A couple of days ago, I wrote about the possibility of a housing correction reducing property tax collections. I don’t have a crystal ball, so I have no idea whether we’re setting up for a sharp decline in housing prices or not.
The last housing market correction we experienced took place between 2006 and 2012. In that event, housing prices fell by about 30%. That triggered significant losses in tax collections that are still being felt today.
That’s a side effect of 1994’s Proposal A. Most people remember Proposal A as being the measure that separated school financing from local property taxes. To be sure, local property taxes still play a big role in funding Michigan’s public schools, but the measure attempted to bring about some equity in public school financing.
The other thing that Proposal A did, however, is limit the year-over-year growth in property tax increases. According to the law, property taxes can increase at a rate of the rate of inflation or 5%, whichever is smaller. We haven’t had annual inflation that’s exceeded 5% since Proposal A passed, so the increases in property taxes have been kept to the rate of inflation since 1994. In fact, the highest inflation rate we’ve experienced since Proposal A passed was 3.4%, both in 2000 and 2005.
Because Proposal A capped the rate at which property taxes could increase, the recovery in tax collections since the Great Recession has been slow.
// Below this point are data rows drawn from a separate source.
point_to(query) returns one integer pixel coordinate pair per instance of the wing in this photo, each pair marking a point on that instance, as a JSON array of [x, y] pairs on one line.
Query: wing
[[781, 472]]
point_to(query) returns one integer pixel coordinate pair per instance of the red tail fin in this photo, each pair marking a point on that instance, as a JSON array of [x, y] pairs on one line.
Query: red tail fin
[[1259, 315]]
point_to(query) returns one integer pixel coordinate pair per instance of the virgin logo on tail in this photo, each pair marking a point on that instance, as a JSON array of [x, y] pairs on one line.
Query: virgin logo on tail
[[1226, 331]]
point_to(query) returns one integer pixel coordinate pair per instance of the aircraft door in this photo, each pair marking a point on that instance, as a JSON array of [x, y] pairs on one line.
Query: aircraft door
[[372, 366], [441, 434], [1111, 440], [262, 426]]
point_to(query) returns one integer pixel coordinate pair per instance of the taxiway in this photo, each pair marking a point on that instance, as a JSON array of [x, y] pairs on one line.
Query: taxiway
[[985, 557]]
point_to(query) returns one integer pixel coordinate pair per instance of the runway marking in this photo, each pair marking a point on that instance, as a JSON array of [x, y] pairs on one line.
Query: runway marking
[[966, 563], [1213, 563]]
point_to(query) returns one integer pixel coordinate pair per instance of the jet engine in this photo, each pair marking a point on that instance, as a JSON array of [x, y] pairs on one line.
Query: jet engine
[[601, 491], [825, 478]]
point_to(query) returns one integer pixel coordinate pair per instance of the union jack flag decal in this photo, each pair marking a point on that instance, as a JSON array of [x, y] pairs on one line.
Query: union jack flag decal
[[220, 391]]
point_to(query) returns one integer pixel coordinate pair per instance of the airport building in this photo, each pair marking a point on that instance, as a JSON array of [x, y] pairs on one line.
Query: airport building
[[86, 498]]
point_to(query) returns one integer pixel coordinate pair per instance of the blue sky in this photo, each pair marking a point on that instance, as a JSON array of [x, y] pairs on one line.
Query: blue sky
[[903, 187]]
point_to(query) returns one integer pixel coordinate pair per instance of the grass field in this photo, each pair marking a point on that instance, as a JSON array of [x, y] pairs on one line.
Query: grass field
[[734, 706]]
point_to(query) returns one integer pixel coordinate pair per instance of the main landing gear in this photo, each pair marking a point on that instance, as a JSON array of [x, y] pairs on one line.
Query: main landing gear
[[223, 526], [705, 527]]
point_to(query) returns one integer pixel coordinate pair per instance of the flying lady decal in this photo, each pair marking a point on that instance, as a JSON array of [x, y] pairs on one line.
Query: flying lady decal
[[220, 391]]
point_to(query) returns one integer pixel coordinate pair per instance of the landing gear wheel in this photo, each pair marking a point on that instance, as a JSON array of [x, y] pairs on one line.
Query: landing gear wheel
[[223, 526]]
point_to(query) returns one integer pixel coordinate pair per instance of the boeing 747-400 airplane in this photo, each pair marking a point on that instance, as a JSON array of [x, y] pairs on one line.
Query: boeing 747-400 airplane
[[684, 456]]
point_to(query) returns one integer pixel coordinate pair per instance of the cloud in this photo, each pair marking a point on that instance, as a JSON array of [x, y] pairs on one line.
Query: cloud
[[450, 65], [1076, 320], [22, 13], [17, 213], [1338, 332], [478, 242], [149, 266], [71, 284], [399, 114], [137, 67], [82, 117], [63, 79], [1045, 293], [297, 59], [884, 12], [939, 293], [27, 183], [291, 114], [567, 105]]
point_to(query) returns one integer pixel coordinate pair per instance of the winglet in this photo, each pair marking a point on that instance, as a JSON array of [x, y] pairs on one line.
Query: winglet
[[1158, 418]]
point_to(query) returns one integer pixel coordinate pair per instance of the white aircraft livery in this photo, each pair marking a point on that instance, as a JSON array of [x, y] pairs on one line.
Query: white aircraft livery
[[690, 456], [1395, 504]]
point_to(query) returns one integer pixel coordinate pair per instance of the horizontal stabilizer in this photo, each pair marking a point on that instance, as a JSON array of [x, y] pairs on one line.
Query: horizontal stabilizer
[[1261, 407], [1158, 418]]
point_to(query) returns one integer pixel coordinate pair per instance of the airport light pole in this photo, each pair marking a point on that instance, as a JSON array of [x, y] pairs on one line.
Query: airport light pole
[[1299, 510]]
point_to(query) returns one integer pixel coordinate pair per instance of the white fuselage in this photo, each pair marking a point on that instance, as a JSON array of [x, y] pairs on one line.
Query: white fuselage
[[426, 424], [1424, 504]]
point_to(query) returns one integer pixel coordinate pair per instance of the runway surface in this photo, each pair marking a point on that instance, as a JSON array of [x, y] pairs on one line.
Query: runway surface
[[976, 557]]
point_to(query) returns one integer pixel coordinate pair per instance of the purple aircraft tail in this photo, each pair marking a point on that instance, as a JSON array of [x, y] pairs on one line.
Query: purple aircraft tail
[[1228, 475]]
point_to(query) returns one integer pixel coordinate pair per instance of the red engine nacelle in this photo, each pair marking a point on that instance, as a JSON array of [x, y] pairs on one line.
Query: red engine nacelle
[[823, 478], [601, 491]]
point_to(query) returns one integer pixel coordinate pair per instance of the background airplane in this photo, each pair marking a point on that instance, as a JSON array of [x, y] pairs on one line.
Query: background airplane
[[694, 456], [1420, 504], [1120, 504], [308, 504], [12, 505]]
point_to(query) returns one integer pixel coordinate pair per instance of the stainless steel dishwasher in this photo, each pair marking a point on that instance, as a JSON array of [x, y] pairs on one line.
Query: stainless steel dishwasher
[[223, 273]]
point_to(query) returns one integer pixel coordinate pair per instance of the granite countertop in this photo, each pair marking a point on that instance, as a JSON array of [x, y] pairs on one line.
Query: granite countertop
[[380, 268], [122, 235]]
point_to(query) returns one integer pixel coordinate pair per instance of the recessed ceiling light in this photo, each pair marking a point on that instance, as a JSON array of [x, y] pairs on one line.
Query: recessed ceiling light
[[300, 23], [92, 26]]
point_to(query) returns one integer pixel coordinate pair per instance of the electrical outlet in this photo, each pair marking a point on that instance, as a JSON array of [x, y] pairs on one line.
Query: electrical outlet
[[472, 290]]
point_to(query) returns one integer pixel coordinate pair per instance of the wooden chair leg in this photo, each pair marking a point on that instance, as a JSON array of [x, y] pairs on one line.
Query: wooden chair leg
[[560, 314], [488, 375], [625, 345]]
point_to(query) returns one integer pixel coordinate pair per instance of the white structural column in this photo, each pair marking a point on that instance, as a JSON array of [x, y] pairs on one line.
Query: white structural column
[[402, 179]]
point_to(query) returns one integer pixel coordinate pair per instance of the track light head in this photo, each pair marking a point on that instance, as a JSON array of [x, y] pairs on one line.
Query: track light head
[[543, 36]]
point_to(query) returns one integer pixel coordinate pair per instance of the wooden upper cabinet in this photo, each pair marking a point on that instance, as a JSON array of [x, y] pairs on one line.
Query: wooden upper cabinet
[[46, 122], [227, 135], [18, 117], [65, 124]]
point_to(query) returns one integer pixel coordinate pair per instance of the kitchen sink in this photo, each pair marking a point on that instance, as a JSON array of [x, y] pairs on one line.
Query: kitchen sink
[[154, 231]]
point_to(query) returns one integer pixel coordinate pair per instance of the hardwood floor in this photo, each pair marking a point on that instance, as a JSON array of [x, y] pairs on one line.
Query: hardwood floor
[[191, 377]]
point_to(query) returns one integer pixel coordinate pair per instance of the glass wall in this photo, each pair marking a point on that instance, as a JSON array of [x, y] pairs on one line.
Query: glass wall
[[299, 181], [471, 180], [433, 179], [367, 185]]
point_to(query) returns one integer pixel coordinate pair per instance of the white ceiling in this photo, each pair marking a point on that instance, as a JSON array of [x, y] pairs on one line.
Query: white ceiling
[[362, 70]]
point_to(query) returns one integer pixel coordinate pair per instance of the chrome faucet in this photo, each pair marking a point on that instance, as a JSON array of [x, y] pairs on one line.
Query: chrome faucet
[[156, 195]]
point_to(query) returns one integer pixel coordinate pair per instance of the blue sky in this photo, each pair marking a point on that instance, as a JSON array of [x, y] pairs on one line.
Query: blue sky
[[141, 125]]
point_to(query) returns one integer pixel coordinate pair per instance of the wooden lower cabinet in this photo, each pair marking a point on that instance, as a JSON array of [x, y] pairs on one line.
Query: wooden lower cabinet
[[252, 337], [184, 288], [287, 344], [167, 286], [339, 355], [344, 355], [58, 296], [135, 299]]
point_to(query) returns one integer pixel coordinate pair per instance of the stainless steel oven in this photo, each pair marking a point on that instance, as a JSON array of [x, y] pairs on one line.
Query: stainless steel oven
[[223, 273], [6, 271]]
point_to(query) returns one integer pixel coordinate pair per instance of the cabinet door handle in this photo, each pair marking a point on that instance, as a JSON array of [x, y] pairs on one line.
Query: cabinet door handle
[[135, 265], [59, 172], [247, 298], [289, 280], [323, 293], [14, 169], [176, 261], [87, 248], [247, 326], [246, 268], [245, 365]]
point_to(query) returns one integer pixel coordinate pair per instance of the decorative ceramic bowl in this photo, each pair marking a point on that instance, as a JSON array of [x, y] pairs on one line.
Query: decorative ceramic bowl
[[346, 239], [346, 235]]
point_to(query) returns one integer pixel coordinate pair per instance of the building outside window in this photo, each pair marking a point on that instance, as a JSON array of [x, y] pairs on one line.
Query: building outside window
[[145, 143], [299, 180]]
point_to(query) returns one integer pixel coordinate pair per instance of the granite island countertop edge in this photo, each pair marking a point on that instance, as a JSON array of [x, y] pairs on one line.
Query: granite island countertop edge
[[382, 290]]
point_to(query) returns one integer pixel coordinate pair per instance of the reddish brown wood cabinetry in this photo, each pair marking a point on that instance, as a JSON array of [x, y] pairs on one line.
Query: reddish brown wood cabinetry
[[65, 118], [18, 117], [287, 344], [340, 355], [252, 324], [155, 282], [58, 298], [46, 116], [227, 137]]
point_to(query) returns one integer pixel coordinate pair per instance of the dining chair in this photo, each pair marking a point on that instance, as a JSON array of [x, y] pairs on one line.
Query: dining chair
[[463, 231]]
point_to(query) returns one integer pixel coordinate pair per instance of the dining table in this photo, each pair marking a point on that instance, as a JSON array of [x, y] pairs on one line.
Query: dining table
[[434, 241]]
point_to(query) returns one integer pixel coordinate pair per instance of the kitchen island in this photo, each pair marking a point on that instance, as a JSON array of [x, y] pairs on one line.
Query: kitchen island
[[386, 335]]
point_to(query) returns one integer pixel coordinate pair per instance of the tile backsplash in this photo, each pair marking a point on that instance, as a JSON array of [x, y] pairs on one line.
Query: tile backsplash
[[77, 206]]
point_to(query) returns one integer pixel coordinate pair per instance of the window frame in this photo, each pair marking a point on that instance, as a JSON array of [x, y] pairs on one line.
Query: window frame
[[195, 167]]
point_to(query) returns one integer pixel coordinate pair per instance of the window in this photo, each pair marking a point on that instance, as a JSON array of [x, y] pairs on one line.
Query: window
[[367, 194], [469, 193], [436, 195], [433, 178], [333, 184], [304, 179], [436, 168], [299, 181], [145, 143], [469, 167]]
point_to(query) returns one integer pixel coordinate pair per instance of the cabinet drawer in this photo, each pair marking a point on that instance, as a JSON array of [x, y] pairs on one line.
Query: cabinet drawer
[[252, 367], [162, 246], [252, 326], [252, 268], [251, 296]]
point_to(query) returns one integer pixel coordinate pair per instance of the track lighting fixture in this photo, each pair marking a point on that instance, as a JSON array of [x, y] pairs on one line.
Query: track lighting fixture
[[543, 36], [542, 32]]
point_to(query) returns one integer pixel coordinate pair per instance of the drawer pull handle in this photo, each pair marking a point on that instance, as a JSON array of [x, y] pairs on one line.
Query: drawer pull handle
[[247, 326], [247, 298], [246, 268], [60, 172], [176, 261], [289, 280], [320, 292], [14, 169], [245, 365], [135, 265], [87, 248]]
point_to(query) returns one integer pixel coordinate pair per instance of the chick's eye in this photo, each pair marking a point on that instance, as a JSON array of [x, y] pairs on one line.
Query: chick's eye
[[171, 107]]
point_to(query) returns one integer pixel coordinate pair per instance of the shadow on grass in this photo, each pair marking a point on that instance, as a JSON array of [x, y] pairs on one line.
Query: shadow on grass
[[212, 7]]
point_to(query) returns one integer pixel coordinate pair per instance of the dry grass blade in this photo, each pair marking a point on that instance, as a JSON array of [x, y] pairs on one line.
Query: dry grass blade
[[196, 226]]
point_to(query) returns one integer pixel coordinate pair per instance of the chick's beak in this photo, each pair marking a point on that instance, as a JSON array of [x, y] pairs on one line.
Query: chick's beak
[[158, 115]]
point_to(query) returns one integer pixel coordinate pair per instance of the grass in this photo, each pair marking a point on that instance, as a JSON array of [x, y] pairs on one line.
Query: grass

For example, the property taxes on my home peaked in 2008 – during the Great Recession. Because Proposal A limits the rate at which property taxes can increase and because I live in the same house I did in 2008, I pay nearly 14% less in property taxes today than I did in 2008.
Corrections last far longer than recessions do
That means my township collects less in tax revenues than it did in 2008. So does the County, the library, WCC, and the school district. Fourteen years later, my particular contribution to publicly funded institutions remains significantly discounted.
The property tax “resets” every time a property changes ownership and some parcels have a different tax structure. In addition, a lot of new homes have added to the area’s tax base, so the property tax proceeds in the area (collectively) have continued to grow. But property owners like me, who don’t move much, generate lower tax collections.
Another correction in housing values could lower my property taxes again. That would simply deprive the local governmental institutions of funding I (and many other voters) agreed to decades ago.
I don’t know what the turnover rate is for property in Washtenaw County, but I know that I still have many of the neighbors I had in 2008. At least in theory, they also pay less in property taxes today than they did in 2008.
My point here is that Proposal A had (and still has) a profound impact on property taxation. Limiting the rate at which property taxes can rise comes with long-term consequences. It is precisely these consequences that the WCC Trustees must consider before authorizing bonds backed by WCC’s General Fund.
Rapidly falling property values – should that ever happen again- will not generate immediate funding losses for WCC. At the same time, rapidly rising property values in Washtenaw County will not generate any property tax windfalls. There’s no guarantee that the annual incremental increases in property tax collections will fully cover the cost of any new bond issues. As a result, student tuition will increase, causing enrollment to decrease.
Let the voters decide
The very best course of action on funding capital projects is to let the voters decide whether the project has any merit. If it does, the voters will fund it much as they always have. That shouldn’t bother the Trustees, but for some reason, certain Trustees cannot bear to have their WCC taxes rise. Trustee Dianna McKnight-Morton ridiculously argued once that her WCC taxes were likely the largest line item on her (Ann Arbor) tax bill. (Not even close.)
The voters authorized the creation of WCC knowing that the institution would cost more in taxes over time. And the voters have been very generous with WCC. Let the voters fund the College and graciously accept their decisions, regardless of what those decisions might be.